Everybody knows passwords. We're all used to them. But they suck rather miserably for real security. They are a vast improvement over nothing at all, but they just aren't good enough, anymore.
All it takes is one leak of your password, and you're hung. Worse, you don't know that you're hung. You can't let somebody else use your password. Ever. You can't ask a family member to enter it in for you while you're on the road while they look up your bank balance on the way to the airport without disclosing your password.
And lots of people can see your password. Techies. Poorly-paid tech support people in India. System administrators. Clerks, counters, janitors, and people who dig up your stuff out of the pile of computer hardware behind XYZ large firm.
Passwords are a terrible, terrible idea for security, and have left the social environment highly vulnerable to vast compromises.
On the other hand, dual-key cryptography is rather good for security.
It doesn't matter who sees the key exchange. If somebody else gets your public key, it doesn't weaken the strength of your private key. Nobody else can see your private key. You don't need to disclose your private key to anyone to use it.
Personally, I'd like to see a password-key machine. Basically, a weak form of dual-key cryptography (at least as effective as a password) stored in a small doohickey. It has your private key. Rather than type in a password, you are given a set of characters that you need to encrypt with your doohickey. You type the characters into your doohickey, and indicate which private key you want to use. (since it's private, you really only need one)
You enter in the passphrase for your private key. You enter the response back into your website, whatever.
Weaknesses? Not many.
1) You can lose your doohickey. At which point you need to get another one, regenerate a private key, and hand out new public keys to everybody. But even with the doohickey, $RandomBadGuy can't do much without the passphrase. Which is not a "password" in the usual sense because it's only stored there, in the doohickey and cannot be seen by anybody else.
2) You can use your doohickey thru the phone. Your son-in-law is checking your bank balance for you, and you want him to - this time. He sees the challenge, and tells it to you. You enter challenge into doohickey, give him the response, and he types it in. That gives him nothing more than a login that time, because next time, the challenge will be different, and without doohickey, he can't do anything more.
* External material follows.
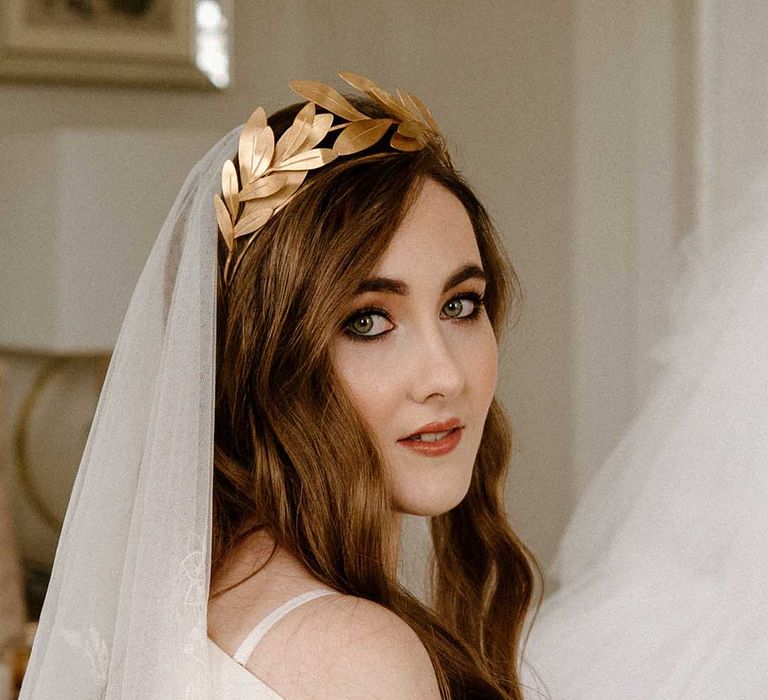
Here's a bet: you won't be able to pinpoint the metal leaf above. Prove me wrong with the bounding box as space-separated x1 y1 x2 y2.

3) Nobody else sees your private key. It's yours. It's private. Websites and such will have your public key, but it won't help them any since they don't have the private key that matches.
Doohickey doesn't have to be much - it could easily fit into a cell phone. Processing a small, 32-bit key isn't difficult, and the challenges don't have to be very long to well exceed the security of your average password. (EG: Wife's middle name, the street you were born on, etc)
I have no problem with your religion until you decide it's reason to deprive others of the truth.
That is actually one of the schemes that I use. I have a keyword that I use to generate the password for all websites; I concatenate the keyword and the site's domain name and use an hash of that and allow Firefox to store it. That way I get a different pwd for each site yet I can regenerate it if I need to.